I have been trying to make shards from .parquet file of size 20GB and my code tends to crash the system by the time it reaches the last shard but sometimes also works. I am quite new to working with Polars/Pyarrows etc and would love if someone could help me figure out why it behaves the way it does and how I can optimse it.
I am attaching the code of the function I am using :
def shard_parquet_to_arrow(file_path:str,shard_size:int,output_dir:str,shard_prefix:str):
shard_size=int(shard_size)
chunk_idx = 0
total_rows = pq.ParquetFile(file_path).metadata.num_rows
lf = pl.scan_parquet(file_path)
for offset in range(0, total_rows, shard_size):
lf_chunk = lf.slice(offset, shard_size)
try:
lf_chunk.sink_ipc(Path(f"{output_dir}/{shard_prefix}_shard{chunk_idx}.arrow"))
print(f"✅ Saved rows to shard {chunk_idx+1}.")
except Exception as e:
print("Caught exception:", e)
import traceback
traceback.print_exc()
raise
chunk_idx += 1
Any and all help is welcome.

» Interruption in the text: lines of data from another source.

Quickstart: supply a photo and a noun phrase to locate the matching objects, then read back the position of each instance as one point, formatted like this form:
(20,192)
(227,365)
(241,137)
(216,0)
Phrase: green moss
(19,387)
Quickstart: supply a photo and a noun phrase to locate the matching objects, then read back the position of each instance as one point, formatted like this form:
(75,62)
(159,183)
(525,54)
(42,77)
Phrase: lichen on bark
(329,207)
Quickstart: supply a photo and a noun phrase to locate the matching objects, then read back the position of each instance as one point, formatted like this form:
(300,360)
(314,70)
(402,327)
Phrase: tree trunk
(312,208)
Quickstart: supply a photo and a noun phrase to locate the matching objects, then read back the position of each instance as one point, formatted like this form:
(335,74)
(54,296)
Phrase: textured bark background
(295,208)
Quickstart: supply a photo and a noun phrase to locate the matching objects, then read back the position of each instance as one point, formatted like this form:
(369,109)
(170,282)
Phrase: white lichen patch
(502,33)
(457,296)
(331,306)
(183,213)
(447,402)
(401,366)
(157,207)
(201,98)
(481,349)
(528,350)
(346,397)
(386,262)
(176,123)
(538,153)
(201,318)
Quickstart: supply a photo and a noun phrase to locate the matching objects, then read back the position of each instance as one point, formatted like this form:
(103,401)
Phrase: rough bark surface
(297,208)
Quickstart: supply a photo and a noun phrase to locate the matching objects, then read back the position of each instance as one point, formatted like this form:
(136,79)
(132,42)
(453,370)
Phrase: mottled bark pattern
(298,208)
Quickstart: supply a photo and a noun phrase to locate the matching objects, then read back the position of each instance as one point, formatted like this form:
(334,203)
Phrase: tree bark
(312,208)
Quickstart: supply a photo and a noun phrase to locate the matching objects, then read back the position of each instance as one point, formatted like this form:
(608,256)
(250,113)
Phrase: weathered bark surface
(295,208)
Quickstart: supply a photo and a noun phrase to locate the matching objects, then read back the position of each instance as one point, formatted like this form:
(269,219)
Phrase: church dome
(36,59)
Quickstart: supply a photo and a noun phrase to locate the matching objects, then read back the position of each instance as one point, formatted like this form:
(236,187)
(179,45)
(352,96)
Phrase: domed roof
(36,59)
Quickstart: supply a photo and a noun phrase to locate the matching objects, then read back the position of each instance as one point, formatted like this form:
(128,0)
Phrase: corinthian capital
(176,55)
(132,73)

Thank you!
I have tried to do the same job with other modules/Classes from pyarrow/ polars.Dataset but each of them tend to make the system crash. Also I have tried to collect the dataframe before writing it locally but that does the same and is more memory heavy if I understand well. I am keeping a shard size of 10000 rows as my system has been able to do that well with other files.
Keep in mind that your text type functions also give an error due to one of the columns in the parquet file is a struct type.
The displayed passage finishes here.